1231 Sears gamefisher in rough shape for $80 with paperwork. Sounds like a fun project to me.


----------



## erictetterton (Mar 10, 2013)




----------



## erictetterton (Mar 10, 2013)




----------



## erictetterton (Mar 10, 2013)




----------



## erictetterton (Mar 10, 2013)




----------



## erictetterton (Mar 10, 2013)




----------



## erictetterton (Mar 10, 2013)




----------



## erictetterton (Mar 10, 2013)




----------



## erictetterton (Mar 10, 2013)

More to come in the next few days...


----------



## HMS Chilcotin (Mar 10, 2013)

Great photos. Thanks for sharing them. I was thinking of a similar approach for the look of my 1436. Mine is a cartopper so lightweight is key for me. I think foamboard and carpet should be just fine but wasn't sure how to secure it (so it wouldn't fall out when upside down). You might be on to something. 

Thanks
Ben


----------



## erictetterton (Mar 10, 2013)

That's exactly what i had in mind building this boat. Light weight and easy to maneuver alone. It can be flipped upside down without the rubber mats falling out because i riveted them into the ribs. The foam was put in place because i wanted to step on something besides the flimsy floor. These 12' Sears boats dont have much meat to them. Cracks and holes everywhere. Hopefully the foam and rubber mats will take some stress off the floor.I built this boat to fly fish out of so i need plenty of room. 

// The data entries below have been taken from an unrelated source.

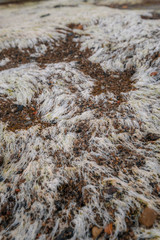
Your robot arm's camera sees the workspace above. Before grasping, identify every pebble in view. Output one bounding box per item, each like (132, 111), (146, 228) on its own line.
(104, 223), (113, 235)
(92, 226), (103, 239)
(139, 207), (157, 228)
(55, 227), (73, 240)
(16, 105), (24, 112)
(0, 156), (4, 167)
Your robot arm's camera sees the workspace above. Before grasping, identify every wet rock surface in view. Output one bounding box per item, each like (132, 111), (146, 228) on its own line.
(139, 207), (157, 228)
(0, 0), (160, 240)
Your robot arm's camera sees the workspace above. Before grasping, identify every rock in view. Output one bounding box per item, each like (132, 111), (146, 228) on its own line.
(150, 72), (158, 77)
(92, 226), (103, 239)
(55, 227), (73, 240)
(145, 133), (160, 141)
(0, 156), (4, 167)
(104, 223), (113, 235)
(139, 207), (157, 228)
(16, 105), (24, 112)
(107, 186), (118, 195)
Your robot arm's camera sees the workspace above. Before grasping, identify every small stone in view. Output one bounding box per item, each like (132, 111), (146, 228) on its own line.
(16, 105), (24, 112)
(107, 186), (118, 195)
(139, 207), (157, 228)
(0, 156), (4, 167)
(15, 188), (21, 193)
(92, 226), (103, 239)
(150, 72), (158, 77)
(104, 223), (113, 235)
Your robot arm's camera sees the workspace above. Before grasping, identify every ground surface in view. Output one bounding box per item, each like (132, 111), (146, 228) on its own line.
(0, 0), (160, 240)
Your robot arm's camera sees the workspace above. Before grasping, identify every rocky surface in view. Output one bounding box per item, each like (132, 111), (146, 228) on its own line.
(0, 0), (160, 240)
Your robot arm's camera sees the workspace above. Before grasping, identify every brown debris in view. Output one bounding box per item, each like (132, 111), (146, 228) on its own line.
(104, 223), (113, 235)
(95, 0), (160, 10)
(144, 133), (160, 142)
(92, 226), (103, 240)
(0, 99), (49, 131)
(0, 27), (135, 99)
(139, 207), (157, 228)
(0, 0), (42, 5)
(0, 156), (4, 167)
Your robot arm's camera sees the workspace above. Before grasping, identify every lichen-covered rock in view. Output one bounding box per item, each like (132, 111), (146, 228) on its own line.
(0, 0), (160, 240)
(139, 207), (157, 228)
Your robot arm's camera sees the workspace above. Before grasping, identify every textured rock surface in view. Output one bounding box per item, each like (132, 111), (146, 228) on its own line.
(0, 0), (160, 240)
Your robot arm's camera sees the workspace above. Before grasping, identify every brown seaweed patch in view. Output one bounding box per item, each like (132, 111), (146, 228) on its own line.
(0, 27), (135, 98)
(0, 99), (50, 131)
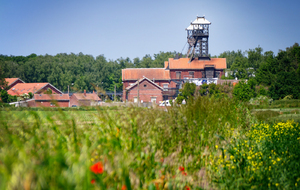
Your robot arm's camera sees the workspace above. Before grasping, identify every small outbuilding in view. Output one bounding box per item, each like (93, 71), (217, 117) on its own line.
(70, 90), (101, 107)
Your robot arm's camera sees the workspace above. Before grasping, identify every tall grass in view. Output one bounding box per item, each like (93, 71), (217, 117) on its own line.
(0, 97), (254, 189)
(5, 97), (299, 190)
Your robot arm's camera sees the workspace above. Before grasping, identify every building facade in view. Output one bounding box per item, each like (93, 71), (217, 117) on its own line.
(122, 58), (226, 103)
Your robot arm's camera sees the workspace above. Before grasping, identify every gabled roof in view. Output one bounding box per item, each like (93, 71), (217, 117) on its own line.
(167, 58), (226, 69)
(34, 94), (70, 101)
(72, 93), (101, 101)
(5, 78), (25, 86)
(122, 68), (171, 81)
(126, 77), (163, 90)
(7, 83), (62, 96)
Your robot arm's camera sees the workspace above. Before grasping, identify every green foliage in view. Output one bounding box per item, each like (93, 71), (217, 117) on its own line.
(256, 43), (300, 100)
(214, 121), (300, 189)
(233, 80), (257, 101)
(0, 89), (17, 103)
(0, 97), (254, 189)
(28, 92), (33, 99)
(0, 52), (176, 92)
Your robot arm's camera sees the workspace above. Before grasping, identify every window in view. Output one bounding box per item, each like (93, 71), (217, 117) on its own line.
(189, 71), (195, 78)
(151, 97), (156, 103)
(176, 71), (181, 79)
(163, 84), (169, 91)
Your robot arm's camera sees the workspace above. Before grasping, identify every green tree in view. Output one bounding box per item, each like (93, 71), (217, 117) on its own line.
(177, 83), (196, 104)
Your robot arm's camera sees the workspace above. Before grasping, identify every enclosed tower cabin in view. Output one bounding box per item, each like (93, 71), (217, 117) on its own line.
(186, 16), (211, 61)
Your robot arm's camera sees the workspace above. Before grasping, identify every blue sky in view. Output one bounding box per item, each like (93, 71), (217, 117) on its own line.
(0, 0), (300, 60)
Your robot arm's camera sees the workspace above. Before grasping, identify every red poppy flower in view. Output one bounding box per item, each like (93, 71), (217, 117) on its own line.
(178, 166), (184, 172)
(90, 162), (104, 174)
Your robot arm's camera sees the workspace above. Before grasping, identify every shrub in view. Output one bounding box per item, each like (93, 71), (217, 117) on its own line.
(213, 121), (300, 189)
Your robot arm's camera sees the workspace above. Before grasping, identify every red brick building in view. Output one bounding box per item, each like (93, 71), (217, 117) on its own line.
(122, 58), (226, 103)
(70, 90), (101, 107)
(125, 77), (165, 103)
(5, 78), (25, 89)
(28, 94), (70, 107)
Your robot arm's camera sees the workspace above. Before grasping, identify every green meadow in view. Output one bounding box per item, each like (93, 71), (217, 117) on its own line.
(0, 97), (300, 190)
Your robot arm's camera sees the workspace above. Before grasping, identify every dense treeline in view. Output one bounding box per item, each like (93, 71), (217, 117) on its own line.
(0, 43), (300, 99)
(0, 52), (175, 92)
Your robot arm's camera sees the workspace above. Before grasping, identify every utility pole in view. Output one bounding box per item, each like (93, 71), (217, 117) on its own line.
(138, 79), (140, 107)
(68, 85), (70, 107)
(114, 85), (117, 101)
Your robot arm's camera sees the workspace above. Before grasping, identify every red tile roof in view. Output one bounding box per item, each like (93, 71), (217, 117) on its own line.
(72, 93), (101, 101)
(34, 94), (70, 101)
(5, 78), (25, 86)
(7, 83), (62, 96)
(165, 58), (226, 69)
(122, 68), (171, 81)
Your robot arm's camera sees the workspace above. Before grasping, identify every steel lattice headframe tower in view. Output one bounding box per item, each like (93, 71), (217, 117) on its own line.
(186, 16), (211, 61)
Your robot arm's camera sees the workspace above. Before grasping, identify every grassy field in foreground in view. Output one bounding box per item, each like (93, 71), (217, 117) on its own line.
(0, 97), (300, 190)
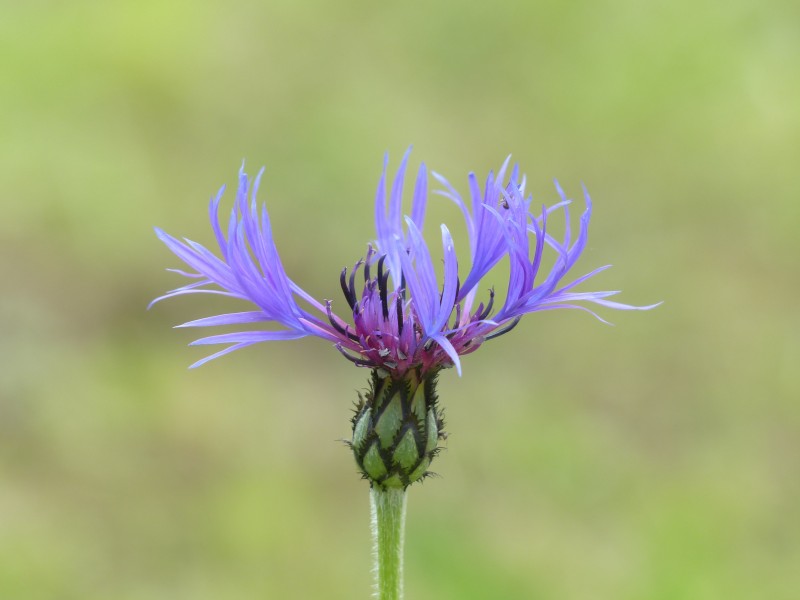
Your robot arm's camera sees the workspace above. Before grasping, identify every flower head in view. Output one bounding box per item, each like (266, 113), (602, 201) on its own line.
(153, 152), (655, 379)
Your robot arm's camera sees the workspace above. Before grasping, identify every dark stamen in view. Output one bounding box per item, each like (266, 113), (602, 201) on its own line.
(395, 292), (403, 337)
(348, 261), (361, 308)
(378, 254), (386, 281)
(486, 316), (522, 340)
(325, 302), (359, 342)
(339, 267), (356, 308)
(378, 273), (389, 321)
(476, 288), (494, 321)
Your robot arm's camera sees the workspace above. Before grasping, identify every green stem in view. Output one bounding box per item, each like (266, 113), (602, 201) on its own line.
(369, 486), (406, 600)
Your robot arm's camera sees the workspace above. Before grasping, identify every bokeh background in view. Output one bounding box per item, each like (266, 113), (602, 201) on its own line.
(0, 0), (800, 600)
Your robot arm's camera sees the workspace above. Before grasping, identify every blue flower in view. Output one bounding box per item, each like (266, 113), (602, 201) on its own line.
(151, 152), (657, 379)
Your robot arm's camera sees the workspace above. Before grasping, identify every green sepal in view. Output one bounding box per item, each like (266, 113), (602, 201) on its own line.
(351, 369), (444, 489)
(361, 442), (387, 480)
(392, 428), (419, 472)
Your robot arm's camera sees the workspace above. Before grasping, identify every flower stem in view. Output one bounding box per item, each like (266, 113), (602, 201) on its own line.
(370, 486), (406, 600)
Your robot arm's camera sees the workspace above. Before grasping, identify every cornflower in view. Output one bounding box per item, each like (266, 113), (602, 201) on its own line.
(151, 149), (657, 598)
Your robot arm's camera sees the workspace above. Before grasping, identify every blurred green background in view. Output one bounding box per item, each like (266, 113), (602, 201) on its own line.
(0, 0), (800, 600)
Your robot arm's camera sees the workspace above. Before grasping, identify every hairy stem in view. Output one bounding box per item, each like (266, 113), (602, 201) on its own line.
(370, 486), (406, 600)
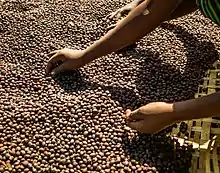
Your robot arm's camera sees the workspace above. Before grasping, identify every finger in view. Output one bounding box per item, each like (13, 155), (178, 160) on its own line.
(46, 52), (65, 74)
(48, 50), (60, 56)
(115, 11), (122, 20)
(125, 109), (131, 120)
(46, 54), (57, 74)
(109, 10), (121, 19)
(128, 120), (144, 132)
(51, 61), (71, 75)
(129, 108), (147, 120)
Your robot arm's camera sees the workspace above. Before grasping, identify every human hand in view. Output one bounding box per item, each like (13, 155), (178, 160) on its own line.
(107, 0), (143, 20)
(46, 48), (85, 75)
(125, 102), (175, 133)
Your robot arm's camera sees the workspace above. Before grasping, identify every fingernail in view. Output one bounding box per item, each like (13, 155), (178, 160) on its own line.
(51, 71), (55, 76)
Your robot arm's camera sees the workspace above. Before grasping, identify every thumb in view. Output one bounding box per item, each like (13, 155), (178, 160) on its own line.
(51, 60), (70, 75)
(126, 108), (146, 120)
(128, 120), (144, 132)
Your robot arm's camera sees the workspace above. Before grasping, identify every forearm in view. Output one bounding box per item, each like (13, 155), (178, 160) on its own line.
(81, 0), (180, 63)
(173, 92), (220, 121)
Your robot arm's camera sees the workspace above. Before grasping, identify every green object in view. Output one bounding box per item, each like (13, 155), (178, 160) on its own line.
(197, 0), (220, 25)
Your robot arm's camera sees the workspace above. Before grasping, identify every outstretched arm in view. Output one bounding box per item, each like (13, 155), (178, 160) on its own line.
(47, 0), (181, 74)
(126, 92), (220, 133)
(81, 0), (181, 63)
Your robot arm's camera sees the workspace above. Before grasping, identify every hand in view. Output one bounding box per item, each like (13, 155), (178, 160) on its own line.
(126, 102), (175, 133)
(46, 48), (85, 75)
(107, 0), (143, 20)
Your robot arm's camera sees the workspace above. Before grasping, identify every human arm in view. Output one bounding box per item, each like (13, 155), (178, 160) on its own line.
(47, 0), (181, 73)
(126, 92), (220, 133)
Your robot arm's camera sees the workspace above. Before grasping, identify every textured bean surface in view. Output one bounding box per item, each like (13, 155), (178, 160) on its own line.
(0, 0), (220, 173)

I also wanted to make this a step by step picture tutorial of how to do this type of thing to a boat. Lots of threads leave steps out which is like skipping chapters in a book. Hopefully i captured every step in this build. There's still more to come.


----------



## TimRich (Mar 11, 2013)

Nice work! I like how open the boat is now.


----------



## erictetterton (Mar 11, 2013)




----------



## erictetterton (Mar 13, 2013)

I made a set of wheels that easily attach to the transom to make it easier moving the boat long distances. The best fishing holes are way back in the middle of nowhere and its not good to drag a boat on the ground


----------



## chevyrulz (Mar 14, 2013)

nicest $80 boat i've seen, good job =D>


----------



## jr762145 (Mar 14, 2013)

You're a dadgum genius on making that little dolly for the boat. I don't know if you came up with that design but you just solved a big problem for me that I have been dealing with all winter. I've looked all over the internet this winter trying to find home made dollys for my Alumacraft 1232 and haven't had much success until I looked at yours today. Like you, my little 40-50 acre lakes I fish in Oklahoma require hauling everything in on foot. These holes are obviously the best fishing because most folks don't want to put in the grunt work it takes to get in there. We have built dollies in the past to have them simply fall apart. I'm definitely going to try an imitate exactly what you did here. If you have any pointers on building the dolly I'm all ears. Thanks for posting! Your boat is looking awesome as well!


----------



## erictetterton (Mar 14, 2013)

Thank u sir. Wheels come from harbor freight $6 a piece


----------



## erictetterton (Mar 15, 2013)

Here she is first time on the water


----------



## Scott1298 (Mar 15, 2013)

NICE =D> Any advice on measuring and cutting the caps for the removed bench seat "side consoles"?

Thx


----------



## Sgt. Stiglitz (Mar 15, 2013)

You can shorten the shaft on your electric motor, they are fiberglass and cut easily.....


----------



## erictetterton (Mar 15, 2013)

Sgt. I had that jack plate left over from my old tracker so i figured I'd put it to use. By setting the TM back 5" it gives me more room in the boat. With a 12', 5" is a big deal iMO

Scott, i just took it straight up from where the floor meets the sides and that gave me ample room for the cup holders etc.


----------



## erictetterton (Mar 15, 2013)

Also just take the removed part of the bench and use it to make the caps. 1" overhang was plenty and i used the grinder with a metal cutting blade to score the edges, which made it easier to bend


----------